Los primeros años de la democracia fueron frescos y puros, como una primavera que te eleva el alma hasta cumbres insospechadas. Desde allí el paisaje era hermoso y los horizontes interminables. En el valle había danzas y cantos. Y la música llenaba de alegría los corazones. El pueblo realizó, en un santiamén, todos sus sueños.
El aire, con el rocío del primer amanecer planetario, llenaba de fuerza e ilusión los pulmones, y una energía desconocida impulsaba a hombres y mujeres a recuperar la juventud robada. Era el tiempo de sanar de las horribles cirugías practicadas contra los cuerpos y almas de seres que habían sido partidos al nacer.
Todo parecía ir bien hasta que, de repente, la rodilla de España se hundió en nuestro cuello y empezó a ser difícil respirar. Nadie sabe a ciencia cierta como se produjo aquella metamorfosis, como el ciervo mutó en cucaracha y la miasma se expandió por doquier.
Algunos dicen que la miasma salió de las alcantarillas, otros de los ideales traicionados, de las promesas incumplidas, de la mentira, de nuestro espíritu cainista.
El caso es que la corrupción llegó solapada en interminables olas negras que cubrieron ciudades y pueblos. Las clases sociales se hicieron borrosas y se retorcieron en el laberinto de los espejos cóncavos y convexos. Se empotraron las unas dentro de las otras y una ósmosis desdentada creó un nuevo paisaje apocalíptico.
Las puertas giratorias se convirtieron en las nuevas guillotinas que no dejaban de cortar las cabezas que aún estaba llenas de pájaros o sueños.
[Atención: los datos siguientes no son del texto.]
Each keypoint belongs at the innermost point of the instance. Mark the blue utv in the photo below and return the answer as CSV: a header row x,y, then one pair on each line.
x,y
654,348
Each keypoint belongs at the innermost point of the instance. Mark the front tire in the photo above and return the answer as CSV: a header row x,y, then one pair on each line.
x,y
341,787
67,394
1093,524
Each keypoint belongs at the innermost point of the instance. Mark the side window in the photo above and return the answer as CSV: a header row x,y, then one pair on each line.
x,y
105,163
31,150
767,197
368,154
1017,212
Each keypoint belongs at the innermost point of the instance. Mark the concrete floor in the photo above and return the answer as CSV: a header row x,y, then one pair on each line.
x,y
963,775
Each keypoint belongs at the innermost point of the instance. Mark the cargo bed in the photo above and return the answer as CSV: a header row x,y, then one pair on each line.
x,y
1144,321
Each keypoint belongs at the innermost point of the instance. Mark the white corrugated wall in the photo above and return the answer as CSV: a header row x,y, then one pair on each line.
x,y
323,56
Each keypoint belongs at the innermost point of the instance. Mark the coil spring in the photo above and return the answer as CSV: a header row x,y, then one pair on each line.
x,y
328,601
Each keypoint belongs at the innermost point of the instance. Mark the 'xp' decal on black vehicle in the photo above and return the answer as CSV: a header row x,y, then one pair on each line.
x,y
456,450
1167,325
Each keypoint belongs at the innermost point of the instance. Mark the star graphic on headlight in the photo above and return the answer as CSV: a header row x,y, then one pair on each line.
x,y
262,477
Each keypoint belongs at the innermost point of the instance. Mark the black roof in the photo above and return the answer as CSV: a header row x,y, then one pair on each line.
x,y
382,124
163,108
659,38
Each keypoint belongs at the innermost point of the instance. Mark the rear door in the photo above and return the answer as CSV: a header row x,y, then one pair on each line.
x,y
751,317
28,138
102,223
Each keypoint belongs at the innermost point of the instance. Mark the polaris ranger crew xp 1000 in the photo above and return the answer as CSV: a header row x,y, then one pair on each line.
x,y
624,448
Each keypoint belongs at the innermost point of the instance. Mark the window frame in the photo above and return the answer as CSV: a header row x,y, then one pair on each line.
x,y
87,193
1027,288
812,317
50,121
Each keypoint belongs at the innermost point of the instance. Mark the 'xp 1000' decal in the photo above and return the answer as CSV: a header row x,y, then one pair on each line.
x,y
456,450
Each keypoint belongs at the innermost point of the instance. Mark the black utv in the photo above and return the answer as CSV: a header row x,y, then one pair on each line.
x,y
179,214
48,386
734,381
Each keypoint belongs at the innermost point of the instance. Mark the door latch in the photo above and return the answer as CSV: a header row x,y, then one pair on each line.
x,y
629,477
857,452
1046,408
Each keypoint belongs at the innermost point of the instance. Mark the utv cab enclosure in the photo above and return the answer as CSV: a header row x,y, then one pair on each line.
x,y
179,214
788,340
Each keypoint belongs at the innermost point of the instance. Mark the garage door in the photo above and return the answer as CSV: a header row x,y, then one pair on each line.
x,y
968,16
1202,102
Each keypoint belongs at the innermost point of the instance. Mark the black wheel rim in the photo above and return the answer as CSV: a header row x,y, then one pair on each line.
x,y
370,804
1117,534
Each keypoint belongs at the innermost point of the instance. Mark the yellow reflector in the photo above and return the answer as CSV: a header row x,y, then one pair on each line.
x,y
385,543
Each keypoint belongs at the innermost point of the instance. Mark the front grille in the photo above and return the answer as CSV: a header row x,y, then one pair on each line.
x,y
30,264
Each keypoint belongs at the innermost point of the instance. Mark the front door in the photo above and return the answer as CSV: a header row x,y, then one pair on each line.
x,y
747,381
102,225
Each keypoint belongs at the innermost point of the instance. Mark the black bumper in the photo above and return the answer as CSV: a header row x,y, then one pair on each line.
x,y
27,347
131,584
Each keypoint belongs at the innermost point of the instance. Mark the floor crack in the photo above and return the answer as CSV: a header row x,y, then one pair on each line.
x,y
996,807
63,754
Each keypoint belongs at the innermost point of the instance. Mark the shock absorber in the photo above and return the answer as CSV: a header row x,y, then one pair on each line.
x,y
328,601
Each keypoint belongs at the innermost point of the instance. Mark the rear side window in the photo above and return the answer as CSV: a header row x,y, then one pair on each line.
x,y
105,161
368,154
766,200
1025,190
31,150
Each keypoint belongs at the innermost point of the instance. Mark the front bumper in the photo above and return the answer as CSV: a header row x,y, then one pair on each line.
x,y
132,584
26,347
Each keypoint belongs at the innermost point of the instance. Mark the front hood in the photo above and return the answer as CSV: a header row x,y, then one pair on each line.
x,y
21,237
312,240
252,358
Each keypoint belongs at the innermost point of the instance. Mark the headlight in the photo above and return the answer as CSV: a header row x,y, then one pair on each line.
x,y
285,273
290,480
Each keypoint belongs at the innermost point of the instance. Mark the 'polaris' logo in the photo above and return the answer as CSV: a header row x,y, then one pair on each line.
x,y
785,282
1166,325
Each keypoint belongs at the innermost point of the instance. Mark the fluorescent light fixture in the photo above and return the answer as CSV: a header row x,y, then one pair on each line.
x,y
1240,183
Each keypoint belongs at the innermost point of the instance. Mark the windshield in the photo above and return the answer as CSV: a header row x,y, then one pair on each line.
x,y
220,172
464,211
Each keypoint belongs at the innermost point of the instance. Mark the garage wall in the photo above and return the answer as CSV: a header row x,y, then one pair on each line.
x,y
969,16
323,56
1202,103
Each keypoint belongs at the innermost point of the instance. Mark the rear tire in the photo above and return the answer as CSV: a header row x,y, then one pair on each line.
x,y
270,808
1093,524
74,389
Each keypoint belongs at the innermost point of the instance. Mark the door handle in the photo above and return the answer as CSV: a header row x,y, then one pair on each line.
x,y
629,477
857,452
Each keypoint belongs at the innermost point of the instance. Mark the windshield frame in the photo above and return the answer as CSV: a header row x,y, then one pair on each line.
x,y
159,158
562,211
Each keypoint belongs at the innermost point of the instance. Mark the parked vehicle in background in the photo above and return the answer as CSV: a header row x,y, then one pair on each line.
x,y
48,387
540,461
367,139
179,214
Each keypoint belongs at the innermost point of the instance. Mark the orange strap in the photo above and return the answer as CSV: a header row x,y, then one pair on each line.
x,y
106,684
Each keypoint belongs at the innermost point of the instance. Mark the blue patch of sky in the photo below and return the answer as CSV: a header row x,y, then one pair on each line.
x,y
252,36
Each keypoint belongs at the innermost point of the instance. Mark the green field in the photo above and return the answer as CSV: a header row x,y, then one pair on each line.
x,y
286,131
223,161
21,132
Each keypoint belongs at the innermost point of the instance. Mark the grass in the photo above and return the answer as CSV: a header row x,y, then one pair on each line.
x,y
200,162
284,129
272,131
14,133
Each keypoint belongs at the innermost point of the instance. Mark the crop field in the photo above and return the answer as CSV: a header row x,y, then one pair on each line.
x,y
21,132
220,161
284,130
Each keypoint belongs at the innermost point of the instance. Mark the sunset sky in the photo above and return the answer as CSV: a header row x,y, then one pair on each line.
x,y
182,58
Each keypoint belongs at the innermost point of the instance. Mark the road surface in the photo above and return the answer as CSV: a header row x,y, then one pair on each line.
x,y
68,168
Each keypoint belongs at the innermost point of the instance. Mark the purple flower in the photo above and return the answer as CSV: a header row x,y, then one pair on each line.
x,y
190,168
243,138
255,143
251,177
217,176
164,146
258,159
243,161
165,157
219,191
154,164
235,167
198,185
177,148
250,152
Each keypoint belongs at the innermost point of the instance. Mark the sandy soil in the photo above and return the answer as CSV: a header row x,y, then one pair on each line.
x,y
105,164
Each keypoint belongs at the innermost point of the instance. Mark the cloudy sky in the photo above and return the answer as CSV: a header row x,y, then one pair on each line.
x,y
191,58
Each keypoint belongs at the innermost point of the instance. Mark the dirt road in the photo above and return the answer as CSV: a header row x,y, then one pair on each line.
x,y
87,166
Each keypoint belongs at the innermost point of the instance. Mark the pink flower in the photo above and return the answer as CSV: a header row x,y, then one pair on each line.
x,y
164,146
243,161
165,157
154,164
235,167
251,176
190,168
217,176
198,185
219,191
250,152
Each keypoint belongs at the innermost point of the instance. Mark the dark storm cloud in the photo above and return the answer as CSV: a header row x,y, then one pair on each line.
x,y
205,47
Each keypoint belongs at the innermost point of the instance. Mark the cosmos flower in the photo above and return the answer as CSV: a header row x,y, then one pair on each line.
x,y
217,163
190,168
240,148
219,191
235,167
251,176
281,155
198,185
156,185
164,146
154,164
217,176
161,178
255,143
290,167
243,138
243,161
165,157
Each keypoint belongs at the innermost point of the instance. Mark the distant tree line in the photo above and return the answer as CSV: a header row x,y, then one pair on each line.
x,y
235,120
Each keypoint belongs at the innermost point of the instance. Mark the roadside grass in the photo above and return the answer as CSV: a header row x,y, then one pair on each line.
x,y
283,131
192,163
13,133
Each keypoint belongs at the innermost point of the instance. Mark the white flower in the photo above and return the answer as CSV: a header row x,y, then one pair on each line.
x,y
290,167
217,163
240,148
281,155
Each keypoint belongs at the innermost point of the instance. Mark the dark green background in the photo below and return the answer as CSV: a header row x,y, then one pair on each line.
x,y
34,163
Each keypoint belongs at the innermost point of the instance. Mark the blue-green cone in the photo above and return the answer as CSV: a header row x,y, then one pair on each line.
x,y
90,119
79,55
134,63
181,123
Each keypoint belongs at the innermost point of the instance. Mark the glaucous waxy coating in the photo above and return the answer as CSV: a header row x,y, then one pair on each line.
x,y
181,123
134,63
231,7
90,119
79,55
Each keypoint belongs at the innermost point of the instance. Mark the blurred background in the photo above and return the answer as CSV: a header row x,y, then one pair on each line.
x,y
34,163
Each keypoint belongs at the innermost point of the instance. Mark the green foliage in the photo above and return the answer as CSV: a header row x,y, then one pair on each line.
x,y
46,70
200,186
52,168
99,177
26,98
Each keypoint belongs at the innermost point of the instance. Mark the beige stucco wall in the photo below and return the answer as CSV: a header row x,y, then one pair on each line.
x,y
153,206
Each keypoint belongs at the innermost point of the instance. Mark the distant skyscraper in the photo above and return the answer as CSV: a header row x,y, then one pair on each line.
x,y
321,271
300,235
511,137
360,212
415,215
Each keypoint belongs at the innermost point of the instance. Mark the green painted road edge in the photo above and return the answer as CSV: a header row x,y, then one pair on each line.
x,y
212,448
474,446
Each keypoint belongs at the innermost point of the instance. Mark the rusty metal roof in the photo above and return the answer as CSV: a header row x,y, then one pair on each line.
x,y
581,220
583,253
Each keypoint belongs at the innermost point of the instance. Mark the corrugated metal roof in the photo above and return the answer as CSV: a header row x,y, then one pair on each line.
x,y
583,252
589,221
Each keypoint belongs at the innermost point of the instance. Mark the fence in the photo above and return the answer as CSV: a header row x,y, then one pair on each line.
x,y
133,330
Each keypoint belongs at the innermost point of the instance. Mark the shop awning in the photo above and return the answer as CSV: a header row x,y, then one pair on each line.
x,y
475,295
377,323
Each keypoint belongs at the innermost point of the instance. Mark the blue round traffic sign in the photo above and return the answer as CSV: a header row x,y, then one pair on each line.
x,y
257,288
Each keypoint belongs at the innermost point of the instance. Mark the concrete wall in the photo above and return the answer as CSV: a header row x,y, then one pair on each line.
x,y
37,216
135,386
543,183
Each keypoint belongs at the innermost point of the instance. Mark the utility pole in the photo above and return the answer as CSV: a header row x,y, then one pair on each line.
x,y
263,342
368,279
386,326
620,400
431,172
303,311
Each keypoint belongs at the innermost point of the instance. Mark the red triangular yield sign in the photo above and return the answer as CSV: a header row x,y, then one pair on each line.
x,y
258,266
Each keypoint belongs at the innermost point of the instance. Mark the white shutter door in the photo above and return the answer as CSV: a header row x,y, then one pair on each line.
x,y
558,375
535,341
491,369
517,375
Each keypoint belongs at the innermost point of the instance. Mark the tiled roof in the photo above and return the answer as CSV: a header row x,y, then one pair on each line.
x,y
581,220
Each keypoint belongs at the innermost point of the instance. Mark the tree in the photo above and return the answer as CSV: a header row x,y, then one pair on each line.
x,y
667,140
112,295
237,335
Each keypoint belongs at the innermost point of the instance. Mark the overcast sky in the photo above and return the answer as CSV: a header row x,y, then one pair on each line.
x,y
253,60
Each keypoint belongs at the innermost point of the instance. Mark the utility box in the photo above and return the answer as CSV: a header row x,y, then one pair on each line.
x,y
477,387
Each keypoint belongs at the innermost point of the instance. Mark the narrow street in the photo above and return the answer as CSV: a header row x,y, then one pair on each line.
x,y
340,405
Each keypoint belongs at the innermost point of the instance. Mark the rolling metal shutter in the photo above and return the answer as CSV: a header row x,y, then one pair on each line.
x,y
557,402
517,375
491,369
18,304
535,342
El orgullo de ser europeos, que blandíamos al principio como vencedores de la Historia, se hizo trizas. Perdida la soberanía, nos acostumbramos a vivir sin dignidad y contemporizamos con los tiempos, tragando sapos y culebras, hasta dejar de ser nosotros. Luego aceptamos “lo políticamente correcto», cual chorizo que se contenta con ser morcilla.
Ya es tarde para cabalgar hasta arrojarlos a la mar. La muerte de la primavera vino con la guadaña del “sálvese quien pueda”.
Al final tuvo que llegar la pandemia para que los locos nos advirtieran de que vivimos bajo las ruedas.